If you are a first-time home buyer, you might not be aware that there are costs involved with getting that home you want that can add either to your out-of-pocket costs or to the effective cost of your mortgage loan. These costs are usually called mortgage fees or closing costs, and they can add substantially to what you have to pay.
The largest of these is your cash down payment, typically 20% of the sales price. VA or FHA loans may be available with much lower down payments to qualified buyers, but even so, the down payment represents the biggest outlay of cash you’ll have to make.
Compared to the down payment, the other fees you have to pay seem small, but there can be lots of them and they can add up quickly. In general, fees or closing costs typically add 2% to 5% to the price of the home.
The following list from Realtor.com indicates what the fees are and a typical range for their cost.
Appraisal fee ($450 to $650): Your lender almost certainly will require an independent appraisal of the home’s value and most will require you to pay the fee before the loan is approved.
Closing fee ($300 to $600): This fee pays the cost of having a title company representative present at your closing to supervise the transfer of the title from the current owner to you.
Credit report fee ($25 to $50): This is the cost of getting your credit report.
Inspection fee ($450 to $500): While not usually required, but buying a home without a professional inspection can be costly. Based on the inspection, you may be able to reduce the price you pay for the house by negotiating with the owner for certain repairs.

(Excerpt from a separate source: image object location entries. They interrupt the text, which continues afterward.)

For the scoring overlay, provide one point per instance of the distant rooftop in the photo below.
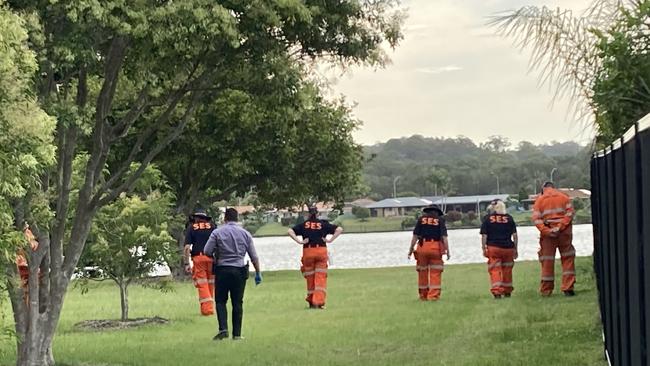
(470, 199)
(425, 201)
(400, 202)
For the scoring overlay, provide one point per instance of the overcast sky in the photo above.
(452, 76)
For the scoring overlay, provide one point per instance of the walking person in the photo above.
(314, 233)
(430, 234)
(197, 236)
(553, 216)
(499, 244)
(229, 244)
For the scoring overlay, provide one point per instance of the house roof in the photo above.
(400, 202)
(361, 202)
(425, 201)
(460, 200)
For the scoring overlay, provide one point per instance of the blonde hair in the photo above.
(499, 208)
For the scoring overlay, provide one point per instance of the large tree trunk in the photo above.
(124, 299)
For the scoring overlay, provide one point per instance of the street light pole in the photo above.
(497, 177)
(394, 186)
(553, 171)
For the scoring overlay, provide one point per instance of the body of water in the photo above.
(390, 249)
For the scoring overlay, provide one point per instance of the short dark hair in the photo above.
(231, 214)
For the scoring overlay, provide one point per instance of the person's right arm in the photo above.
(187, 250)
(484, 244)
(537, 218)
(252, 254)
(211, 244)
(294, 236)
(483, 233)
(414, 241)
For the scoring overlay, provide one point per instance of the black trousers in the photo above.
(230, 280)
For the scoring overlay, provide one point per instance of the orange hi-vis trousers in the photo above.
(548, 246)
(429, 266)
(500, 263)
(203, 279)
(314, 269)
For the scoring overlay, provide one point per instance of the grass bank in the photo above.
(373, 317)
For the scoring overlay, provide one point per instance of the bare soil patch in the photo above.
(110, 324)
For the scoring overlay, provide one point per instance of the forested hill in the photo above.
(458, 166)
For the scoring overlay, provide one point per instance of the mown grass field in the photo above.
(373, 317)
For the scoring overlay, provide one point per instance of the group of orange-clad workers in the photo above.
(552, 215)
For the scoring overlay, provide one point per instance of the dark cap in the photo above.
(202, 214)
(549, 184)
(433, 208)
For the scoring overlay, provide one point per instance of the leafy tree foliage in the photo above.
(26, 151)
(125, 78)
(130, 237)
(599, 58)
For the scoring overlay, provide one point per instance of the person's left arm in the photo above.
(252, 254)
(515, 237)
(569, 211)
(445, 241)
(334, 230)
(211, 245)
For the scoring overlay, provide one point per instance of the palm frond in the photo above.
(563, 45)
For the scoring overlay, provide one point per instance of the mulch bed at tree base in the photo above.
(109, 324)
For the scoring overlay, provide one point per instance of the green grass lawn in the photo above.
(373, 317)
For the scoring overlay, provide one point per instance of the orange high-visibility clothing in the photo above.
(203, 279)
(553, 210)
(314, 269)
(500, 263)
(548, 246)
(429, 266)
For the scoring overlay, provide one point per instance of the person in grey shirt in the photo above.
(229, 244)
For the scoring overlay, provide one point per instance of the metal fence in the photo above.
(620, 178)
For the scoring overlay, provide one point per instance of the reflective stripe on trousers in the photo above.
(203, 279)
(548, 248)
(500, 265)
(314, 269)
(429, 266)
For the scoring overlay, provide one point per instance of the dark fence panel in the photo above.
(620, 177)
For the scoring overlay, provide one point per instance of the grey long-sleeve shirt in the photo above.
(232, 242)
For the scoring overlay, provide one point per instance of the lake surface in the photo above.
(371, 250)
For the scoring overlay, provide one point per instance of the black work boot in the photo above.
(223, 334)
(569, 293)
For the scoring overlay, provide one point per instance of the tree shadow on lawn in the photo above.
(114, 324)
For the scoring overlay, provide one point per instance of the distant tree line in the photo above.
(428, 166)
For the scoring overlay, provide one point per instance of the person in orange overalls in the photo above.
(499, 243)
(314, 233)
(21, 261)
(553, 214)
(430, 234)
(197, 235)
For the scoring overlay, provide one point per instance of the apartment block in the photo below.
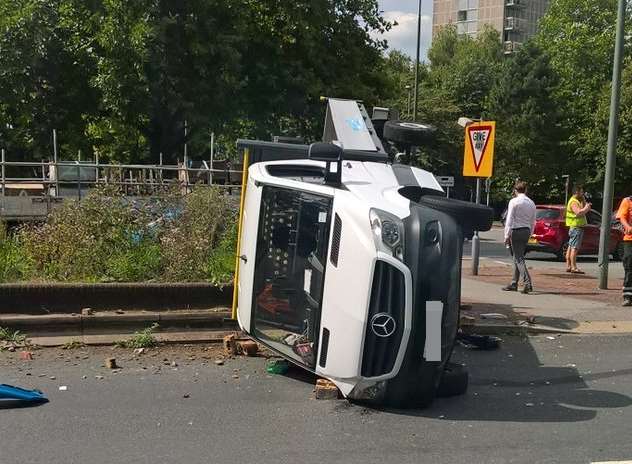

Lender’s title insurance (usually 0.5% of the purchase price): This fee protects the lender in the event the title search missed something. The cost varies by state.
Survey fee ($350 to $500): Most states require a survey before you can get a loan. You can avoid this fee if a survey already exists.
Title search ($300 to $600): A title company assures the lender (and you) that there are no liens on the property.
There are additional fees that may or not be required:
Mortgage application fee ($100): A processing fee charged by the mortgage lender.
Attorney fee ($150 to $500): Some states require you to have your own attorney present at closing.
Flood certification ($5 to $10): Required by the lender to determine if the home is located in a flood zone.
Homeowner’s title insurance (average cost of $1,000): This fee is not required, but title insurance protects you from having to pay if the title company missed anything during its title search.
Origination fee ($300 to $1,500): Sometimes called a processing fee, this covers the cost to prepare your mortgage. This fee is not always charged.
Points (usually 1% of your total mortgage): Sometimes called discount points, these are lender fees you can pay to reduce the cost of your mortgage. They can also be included in your mortgage to reduce your out-of-pocket costs, but they will cost you more over the life of the loan.
Underwriting fee ($400 to $600): Your lender charges this fee to pay for the work it does to research whether or not to approve the loan. This may be bundled with the origination fee.
Wire or courier fees ($30 to $100): You pay for the costs of overnight document delivery or wire transfer fees to move your down payment from your bank to the seller.
Some or all these costs can be rolled into your mortgage and have a significant effect on your monthly mortgage payment. For example, if your mortgage loan amount is $250,000 at an interest rate of 4% for a 30-year fixed term and you have $4,500 in fees, your effective loan rate is 4.23% and your monthly payment increases from around $1,193 (principal and interest only on the loan) to around $1,227. Over 30 years that additional $34 a month costs you $12,240.